Sentia muitas saudades de casa. Olhou com paciência o mar à sua frente como se buscasse além dele; olhou como se procurasse o que estava escondido. Não achou o que procurava, apesar do deleite da visão para os olhos. A concha que pegara da areia a pouco, movida pela curiosidade dos arcos espiralados, trouxe uma nova função: pôs ao ouvido para escutar uma canção que só existia dentro de si. Ouviu o vento soprar, bem longe. Como se estivesse ouvindo de volta os sons de casa, sorriu, e seu coração se aqueceu por um momento. Queria ainda ouvir mais além, talvez ouvir os risos e as conversas, ouvir de novo a sensação de vida à sua volta. Queria ouvir os sons parecidos com seu lar, mas não ouviu nada além do vento marítimo aprisionado na concha. Queria também ouvir respostas: o que estaria fazendo nesse lugar? Por que a rotina à sua volta lhe era agora estranha como roupas emprestadas? O que lhe faltava para chamar “aqui” de lar? Resgatou as memórias de infância, resgatou as melhores experiências, resgatou as experiências banais, resgatou o que aprendeu com os professores na escola e fora dela. Percebeu que caminhava como uma náufraga.
Todas as coisas estavam indo bem. Não havia muita preocupação além das entediantes rotinas e das resoluções de problemas diários. Estava perdida, talvez, ou só deslocada, mas não era de forma alguma geográfica. Tinha perdido o fio para o fim do labirinto dentro de si; ou era mais provável que apenas tenha se dado conta disso, não importa há quanto tempo já estivesse nessa situação.
Faltava amor à sua volta. E por faltar, todos pareciam buscá-lo com avidez em vários lugares, em várias coisas, em várias pessoas. Se em juventude lhe faltavam amor, culpavam a pressa, a ânsia. Se em maturidade lhe faltavam amor, culpavam a beleza que se esvai da forma. Se em velhice lhe faltavam amor, culpavam a memória. Vários culpados para desviar o foco das próprias escolhas, das oportunidades que passavam velozes diante dos olhos desatentos.

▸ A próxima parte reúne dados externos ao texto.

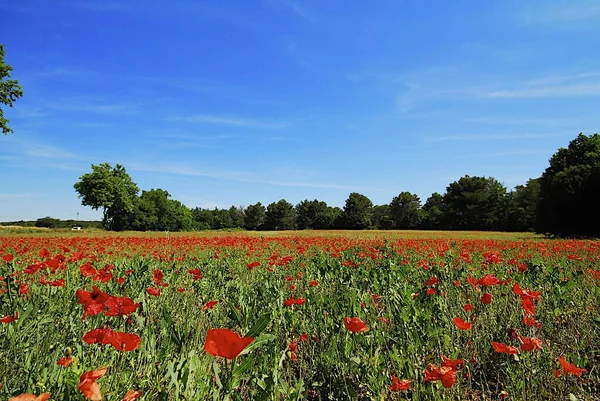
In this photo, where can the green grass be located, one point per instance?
(350, 267)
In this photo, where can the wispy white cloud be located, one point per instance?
(239, 176)
(424, 87)
(48, 152)
(21, 195)
(88, 105)
(230, 121)
(494, 137)
(558, 91)
(297, 9)
(560, 11)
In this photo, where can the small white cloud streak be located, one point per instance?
(229, 121)
(576, 90)
(20, 195)
(237, 176)
(297, 9)
(492, 137)
(562, 11)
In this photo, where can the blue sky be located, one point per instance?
(234, 102)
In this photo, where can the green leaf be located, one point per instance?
(242, 368)
(260, 325)
(258, 342)
(217, 372)
(234, 313)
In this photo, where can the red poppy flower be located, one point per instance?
(153, 291)
(125, 341)
(23, 289)
(196, 274)
(486, 299)
(10, 318)
(252, 265)
(489, 280)
(432, 281)
(87, 270)
(132, 395)
(529, 344)
(473, 282)
(504, 349)
(88, 386)
(65, 361)
(527, 298)
(400, 385)
(461, 324)
(98, 336)
(570, 368)
(93, 302)
(209, 305)
(445, 374)
(453, 363)
(225, 343)
(120, 306)
(530, 321)
(293, 301)
(355, 325)
(31, 397)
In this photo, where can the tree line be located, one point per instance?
(562, 201)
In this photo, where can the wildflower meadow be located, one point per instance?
(322, 316)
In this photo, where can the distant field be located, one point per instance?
(392, 234)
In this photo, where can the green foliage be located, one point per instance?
(569, 188)
(433, 211)
(111, 189)
(156, 212)
(475, 203)
(381, 217)
(405, 211)
(408, 328)
(280, 216)
(254, 216)
(10, 91)
(357, 212)
(523, 203)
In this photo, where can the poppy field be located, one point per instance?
(298, 317)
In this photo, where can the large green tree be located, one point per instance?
(280, 215)
(523, 201)
(310, 214)
(433, 211)
(570, 190)
(254, 216)
(10, 91)
(112, 190)
(157, 212)
(381, 217)
(475, 203)
(357, 212)
(405, 210)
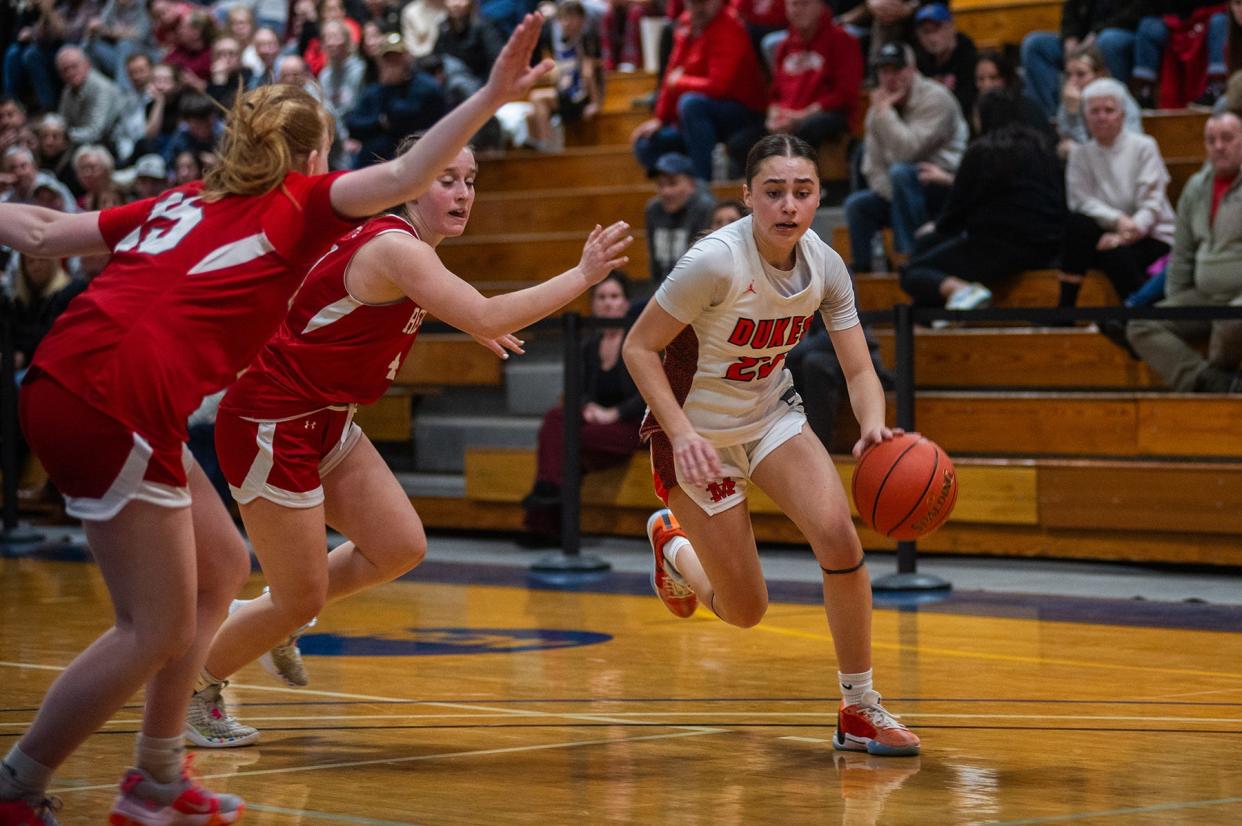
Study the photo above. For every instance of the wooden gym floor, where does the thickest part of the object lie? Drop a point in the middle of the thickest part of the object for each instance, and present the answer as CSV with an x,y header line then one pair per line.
x,y
436,701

Começou a pensar em todas essas coisas por vontade própria, mas não sabia o que concluir com essa linha de raciocínio. Tirou o pensamento do mar e do céu, cravando os pés fundos na areia morna. “Por que ‘aqui’? Por que com essas pessoas? Se essa ânsia me preenche, é um castigo? É, ao menos, necessária? ” Parou para refletir no que acabara de pensar. Era necessário? Será que era preciso que convivesse com essas pessoas apressadas, enérgicas, mutáveis, inertes? Seria ela uma dessas pessoas também?
Todas as coisas estavam indo bem, e isso significava conforto, segurança e comodidade. Havia a pouco aprendido que o conforto vai deixando os olhos sonolentos, vai encobrindo as vistas e impede-a de ver o mundo com clareza. Sabia que precisava se desvencilhar do conforto, da cama macia. Teria trabalho, seria necessário esforço. Teria que transformar um pouquinho as coisas se quisesse que elas se parecessem mais com seu lar, lá do outro lado do oceano. Teria que arrancar sutilmente mais sorrisos, teria que superar as próprias restrições, os próprios preconceitos. Se faltava amor à sua volta, teria ela esse amor para oferecer? Não estaria também faltando amor em si? Eram perguntas difíceis de se fazer, pois lhe exigiam uma sinceridade consigo mesma maior que a habitual. Ser sincera com os outros era bem mais fácil. No entanto, sabia que identificar e arrancar algumas características que a acompanhavam há tanto tempo seria um processo demorado e dolorido. Tinha receio de perder autenticidade no processo, apesar de no fundo saber que isso era pouco provável – sua mente estava desesperada querendo voltar para o estágio de conforto.
Sacudiu a areia dos pés como se pudesse sacudir junto os pensamentos. Precisaria iniciar uma jornada e o começo seria cuidar melhor de si mesma, enquanto também cuidaria dos outros. Não era uma atitude partidária: ou ela ou os outros. Faria ambas ao mesmo tempo.
Agora em sua mente não imaginava o amor como flecha que aponta certeira o alvo. Lhe lembrava, com mais clareza, do laço que une o ramalhete em um abraço de todas as flores.